According to the World Health Organization (EHO) by 2030 the negative effects of depression will exceed those of accidents, war, cancer or stroke. These are dire predictions foreboding the lack of mental health in our society. There are many confounding factors contributing to depression. It is never one simple cause and effect relationship that results in the final outcome of significant deficits in mental and emotional functioning. There are no simple fixes for complex problems. Depression is the interactive effect of genetics, environment, cultural factors and lifestyle. As a result of the complex interplay of causal factors, studies can result in contradictory findings. If a study examines one variable such as the COMT Val158Met polymorphism, you will find the research results in confounding and contradictory conclusions: that it does and does not associate with depression. Studies that examine the interactive effect of the COMT Vall158Met polymorphism and the MTHFR C677T are highly associated with psychiatric disorders, not just with depression 1.

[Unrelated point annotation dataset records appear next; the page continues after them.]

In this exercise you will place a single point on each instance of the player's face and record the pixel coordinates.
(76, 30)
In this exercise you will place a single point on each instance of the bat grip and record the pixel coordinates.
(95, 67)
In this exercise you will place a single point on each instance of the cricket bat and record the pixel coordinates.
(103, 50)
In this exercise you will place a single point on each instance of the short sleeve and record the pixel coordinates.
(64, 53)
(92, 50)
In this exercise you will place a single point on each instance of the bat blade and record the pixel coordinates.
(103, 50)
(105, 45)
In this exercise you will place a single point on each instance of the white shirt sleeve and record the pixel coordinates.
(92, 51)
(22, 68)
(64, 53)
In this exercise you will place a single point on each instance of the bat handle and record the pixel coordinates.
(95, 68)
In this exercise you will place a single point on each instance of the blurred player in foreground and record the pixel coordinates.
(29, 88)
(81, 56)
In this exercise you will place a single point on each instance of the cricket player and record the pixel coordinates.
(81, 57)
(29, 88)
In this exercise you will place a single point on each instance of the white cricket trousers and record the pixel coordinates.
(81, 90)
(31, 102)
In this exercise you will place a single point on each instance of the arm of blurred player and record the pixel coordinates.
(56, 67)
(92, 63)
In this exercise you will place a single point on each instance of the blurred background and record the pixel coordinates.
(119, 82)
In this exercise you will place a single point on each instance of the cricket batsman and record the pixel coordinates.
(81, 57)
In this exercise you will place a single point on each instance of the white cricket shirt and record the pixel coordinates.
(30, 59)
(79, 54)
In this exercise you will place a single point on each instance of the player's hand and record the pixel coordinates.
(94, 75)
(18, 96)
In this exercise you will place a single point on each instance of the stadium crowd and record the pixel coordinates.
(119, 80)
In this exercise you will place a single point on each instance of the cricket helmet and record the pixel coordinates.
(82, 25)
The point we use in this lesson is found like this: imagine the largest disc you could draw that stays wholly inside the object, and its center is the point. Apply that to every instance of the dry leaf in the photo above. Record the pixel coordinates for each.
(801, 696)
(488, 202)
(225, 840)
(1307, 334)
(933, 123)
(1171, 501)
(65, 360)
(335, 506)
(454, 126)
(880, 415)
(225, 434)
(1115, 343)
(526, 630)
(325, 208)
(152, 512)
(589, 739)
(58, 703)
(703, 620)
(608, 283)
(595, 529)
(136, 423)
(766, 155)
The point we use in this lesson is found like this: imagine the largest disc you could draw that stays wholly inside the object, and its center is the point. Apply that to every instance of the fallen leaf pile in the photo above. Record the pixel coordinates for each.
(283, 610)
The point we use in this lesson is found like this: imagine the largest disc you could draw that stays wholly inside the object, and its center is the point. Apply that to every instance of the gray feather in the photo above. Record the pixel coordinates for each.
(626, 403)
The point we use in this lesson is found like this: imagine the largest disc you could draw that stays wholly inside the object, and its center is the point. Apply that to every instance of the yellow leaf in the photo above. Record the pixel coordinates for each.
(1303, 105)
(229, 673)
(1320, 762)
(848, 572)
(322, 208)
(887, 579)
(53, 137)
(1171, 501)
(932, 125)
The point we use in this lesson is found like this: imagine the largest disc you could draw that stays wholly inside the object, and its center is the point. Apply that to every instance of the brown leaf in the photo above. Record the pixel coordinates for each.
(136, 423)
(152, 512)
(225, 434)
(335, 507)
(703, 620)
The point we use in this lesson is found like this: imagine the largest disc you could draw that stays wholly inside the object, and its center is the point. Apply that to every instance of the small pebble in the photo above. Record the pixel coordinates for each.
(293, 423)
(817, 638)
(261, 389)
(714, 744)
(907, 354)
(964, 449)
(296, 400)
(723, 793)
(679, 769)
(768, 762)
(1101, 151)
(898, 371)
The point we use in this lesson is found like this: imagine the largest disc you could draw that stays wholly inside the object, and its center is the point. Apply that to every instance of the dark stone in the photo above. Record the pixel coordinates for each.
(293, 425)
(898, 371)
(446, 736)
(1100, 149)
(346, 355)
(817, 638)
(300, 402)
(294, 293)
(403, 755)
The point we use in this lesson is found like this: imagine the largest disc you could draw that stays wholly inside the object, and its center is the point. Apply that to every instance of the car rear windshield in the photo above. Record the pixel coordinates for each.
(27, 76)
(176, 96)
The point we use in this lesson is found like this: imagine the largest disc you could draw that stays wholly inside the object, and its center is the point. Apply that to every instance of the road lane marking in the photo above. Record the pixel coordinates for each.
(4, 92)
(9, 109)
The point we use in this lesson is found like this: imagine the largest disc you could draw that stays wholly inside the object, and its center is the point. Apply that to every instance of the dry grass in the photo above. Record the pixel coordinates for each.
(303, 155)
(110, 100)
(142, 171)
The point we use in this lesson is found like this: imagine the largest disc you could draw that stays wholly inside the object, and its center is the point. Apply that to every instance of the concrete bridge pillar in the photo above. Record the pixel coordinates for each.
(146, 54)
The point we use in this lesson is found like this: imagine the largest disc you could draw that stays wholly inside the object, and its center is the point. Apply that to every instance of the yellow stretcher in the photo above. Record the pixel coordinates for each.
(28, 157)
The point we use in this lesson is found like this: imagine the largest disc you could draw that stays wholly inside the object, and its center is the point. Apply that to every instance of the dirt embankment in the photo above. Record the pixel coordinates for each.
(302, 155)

It has been my clinical experience that clients presenting with complaints of depression, anxiety, sleep disturbance and long histories of treatments with SSRI (Selective Serotonin Reuptake Inhibitors, such as Prozac), and SNRI (Selective Norepinephrine Reuptake Inhibitors such as Effexor) medications seek out my care as a certified Functional Medicine Practitioner to find relief from years of moderately effective to completely ineffective treatment. To tease apart the underlying factors contributing to mood disorders and the associated cognitive disturbances, such as not being able to focus and concentrate or losing the train of one’s thoughts, it is most effective to do testing to identify the interactive effects that create the clinical presentation. One of the common laboratory results is the COMT and MTHFR interactive polymorphism.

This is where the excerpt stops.